Grek dünyasında burçlara ilk defa temas eden Homeros’tur. Milâttan önce IV. yüzyılda yaşayan Grek matematikçisi Eudoxus kırk dört burç adı sayar. Ptolemy (m.s. 100-178) ise kırk sekiz burç sıralar. Greklerde kullanılan ve çoğu hayvanlara ait olan burç adları geleneksel olarak Hipparchus’a (m.s. I.yüzyıl) atfedilir. Bugün kullanıldığı şekliyle on iki burç adı ise Latin literatüründe ortaya çıkmıştır. Greko-Romen astrolojisine göre on iki burç on iki “hane” oluşturmakta ve her hane insanın belli bir yönünü etkilemektedir. Buna göre Koç burcu beden ve kişiliği, Boğa zenginliği, İkizler bilgi ve ifade gücünü, Yengeç sadakati, dehayı ve merak güdüsünü, Aslan soy, zevk ve hayalciliği, Başak sağlığı ve görev bilincini, Terazi evlilik ve ortaklık duygusunu, Akrep yeniden doğum ve ölümü, Yay ideolojiyi ve başka ülkelere merakı, Oğlak meslek ve statüyü, Kova umut ve dostluğu, Balık sınırlama ve kuşatma güdüsünü etkiliyordu.

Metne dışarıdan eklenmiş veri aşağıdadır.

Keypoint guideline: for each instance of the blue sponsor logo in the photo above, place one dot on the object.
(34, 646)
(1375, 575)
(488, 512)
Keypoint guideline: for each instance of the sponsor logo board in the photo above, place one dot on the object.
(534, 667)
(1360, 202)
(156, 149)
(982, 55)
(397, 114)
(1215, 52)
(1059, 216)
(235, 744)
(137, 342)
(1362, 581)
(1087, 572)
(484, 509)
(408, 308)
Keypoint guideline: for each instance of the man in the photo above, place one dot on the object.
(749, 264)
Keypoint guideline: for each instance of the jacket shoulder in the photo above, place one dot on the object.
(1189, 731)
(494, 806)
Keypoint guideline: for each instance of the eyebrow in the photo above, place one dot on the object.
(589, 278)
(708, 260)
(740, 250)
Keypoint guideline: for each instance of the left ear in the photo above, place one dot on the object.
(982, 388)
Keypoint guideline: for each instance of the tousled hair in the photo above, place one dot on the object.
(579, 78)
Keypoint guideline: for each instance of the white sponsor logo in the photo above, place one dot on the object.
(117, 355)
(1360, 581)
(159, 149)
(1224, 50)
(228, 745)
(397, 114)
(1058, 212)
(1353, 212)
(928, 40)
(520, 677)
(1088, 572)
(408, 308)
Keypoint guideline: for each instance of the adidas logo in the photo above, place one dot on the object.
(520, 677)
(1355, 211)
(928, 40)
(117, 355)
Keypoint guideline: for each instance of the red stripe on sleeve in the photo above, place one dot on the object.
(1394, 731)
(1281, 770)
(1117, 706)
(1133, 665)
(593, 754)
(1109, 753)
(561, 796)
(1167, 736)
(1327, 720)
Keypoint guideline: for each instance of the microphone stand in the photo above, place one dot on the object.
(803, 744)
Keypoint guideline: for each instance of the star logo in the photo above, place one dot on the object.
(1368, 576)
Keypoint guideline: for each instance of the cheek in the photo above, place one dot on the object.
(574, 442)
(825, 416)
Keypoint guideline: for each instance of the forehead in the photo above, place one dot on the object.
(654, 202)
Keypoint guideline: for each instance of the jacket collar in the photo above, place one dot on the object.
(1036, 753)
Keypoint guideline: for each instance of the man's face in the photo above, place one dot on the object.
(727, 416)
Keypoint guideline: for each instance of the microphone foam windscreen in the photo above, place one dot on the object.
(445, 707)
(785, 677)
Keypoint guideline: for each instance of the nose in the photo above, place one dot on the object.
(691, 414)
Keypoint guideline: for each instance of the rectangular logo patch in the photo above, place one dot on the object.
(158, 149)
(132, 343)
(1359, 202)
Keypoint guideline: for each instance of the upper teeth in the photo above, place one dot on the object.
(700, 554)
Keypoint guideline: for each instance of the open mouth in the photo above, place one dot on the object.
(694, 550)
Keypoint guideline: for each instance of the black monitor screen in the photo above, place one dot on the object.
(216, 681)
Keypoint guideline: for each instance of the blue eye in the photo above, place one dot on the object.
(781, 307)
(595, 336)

Hinduizm’de nakşatra denilen yirmi sekiz burç vardır. Burçlar Hindu literatürüne göre ayın karıları ve ‘Daksa’nın kızlarıdır. Budizm’de Hinduizm’in etkisi altında gelişen yirmi sekiz burç mevcuttur ve bunlar aynı şekilde nakşatra adını alır. Budist telakkiye göre tanrı niteliği taşıyan burçlar insan üzerine doğrudan etkilidir.

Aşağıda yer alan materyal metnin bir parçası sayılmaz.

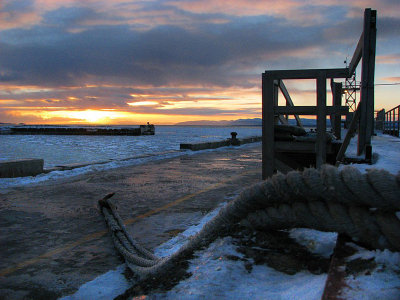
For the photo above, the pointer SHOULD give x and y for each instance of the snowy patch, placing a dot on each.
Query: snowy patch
(106, 286)
(315, 241)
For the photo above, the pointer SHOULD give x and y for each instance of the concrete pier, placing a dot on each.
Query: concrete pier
(53, 238)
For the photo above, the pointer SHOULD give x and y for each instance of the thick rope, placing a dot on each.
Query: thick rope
(362, 206)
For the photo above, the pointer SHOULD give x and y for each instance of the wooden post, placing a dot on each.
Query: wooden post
(321, 121)
(336, 119)
(276, 99)
(289, 101)
(366, 125)
(267, 126)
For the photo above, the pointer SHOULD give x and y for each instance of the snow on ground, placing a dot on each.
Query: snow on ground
(105, 165)
(214, 276)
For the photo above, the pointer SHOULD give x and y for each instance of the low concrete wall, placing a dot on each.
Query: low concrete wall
(21, 167)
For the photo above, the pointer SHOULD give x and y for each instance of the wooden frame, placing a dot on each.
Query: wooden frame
(271, 112)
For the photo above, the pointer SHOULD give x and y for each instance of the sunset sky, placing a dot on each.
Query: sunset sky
(129, 62)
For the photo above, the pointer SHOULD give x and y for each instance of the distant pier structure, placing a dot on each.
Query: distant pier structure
(293, 153)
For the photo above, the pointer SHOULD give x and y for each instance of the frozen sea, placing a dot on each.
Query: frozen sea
(97, 153)
(75, 149)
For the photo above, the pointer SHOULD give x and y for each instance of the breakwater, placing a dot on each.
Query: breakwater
(67, 130)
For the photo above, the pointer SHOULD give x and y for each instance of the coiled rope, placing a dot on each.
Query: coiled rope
(362, 206)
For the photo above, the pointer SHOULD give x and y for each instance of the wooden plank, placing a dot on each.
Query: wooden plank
(309, 110)
(289, 101)
(276, 99)
(283, 120)
(320, 145)
(336, 119)
(337, 270)
(299, 147)
(367, 81)
(267, 126)
(349, 135)
(308, 73)
(356, 56)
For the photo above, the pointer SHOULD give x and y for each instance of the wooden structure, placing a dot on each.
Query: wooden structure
(389, 122)
(272, 82)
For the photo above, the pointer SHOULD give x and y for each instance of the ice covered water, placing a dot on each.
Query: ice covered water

Sâsânî dönemine ait İran metinlerinde on iki, Çin geleneğinde de siu adını alan yirmi sekiz burç vardır.
İslâm öncesi telakkilerde burçların astronomik detaylardan ziyade insan üzerine olan etkilerinin işlenişi, bu telakkinin dinle olan yakın temasından ileri gelmektedir. Buna göre ilâh olan gök cisimleri insan eylemlerini yönetmektedir. İlâhlarla ve dolayısıyla gök cimleriyle ilişki kurma çabasından da özel kehanet formülleri geliştirilmiştir. Böylece burçlarla kehanet yahut da fal arasında çok yakın bir ilişkinin bulunduğuna inanılmaktadır[128].

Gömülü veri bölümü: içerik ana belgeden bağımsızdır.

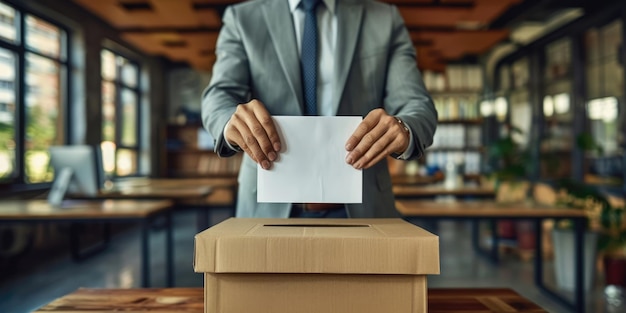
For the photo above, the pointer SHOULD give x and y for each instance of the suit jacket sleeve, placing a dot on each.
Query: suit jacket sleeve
(405, 93)
(229, 84)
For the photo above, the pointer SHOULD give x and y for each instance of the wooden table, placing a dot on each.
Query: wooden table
(90, 211)
(200, 193)
(490, 210)
(431, 191)
(191, 300)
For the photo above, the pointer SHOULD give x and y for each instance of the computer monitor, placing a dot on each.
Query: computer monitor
(78, 170)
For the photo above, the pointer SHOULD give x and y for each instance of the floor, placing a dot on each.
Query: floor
(42, 275)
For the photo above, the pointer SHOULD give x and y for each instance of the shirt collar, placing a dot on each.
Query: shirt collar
(330, 4)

İslam literatüründe Burç. Kur’ân-ı Kerim’de dört defa çoğul şeklinde geçip bir surenin de adını (el-Burüc) oluşturan kelime, bir yerde “kale burcu” (en-Nisâ 4/78), diğerlerinde “gökteki burç” (el-Hicr 15/16; el-Furkân 25/61; el-Burûc 85/1) anlamında kullanılmıştır. Müfessirler bu iki anlamı bazen “semavî surların kuleleri” şeklindeki bir benzetmeye yol açacak şekilde birleştirmişlerdir.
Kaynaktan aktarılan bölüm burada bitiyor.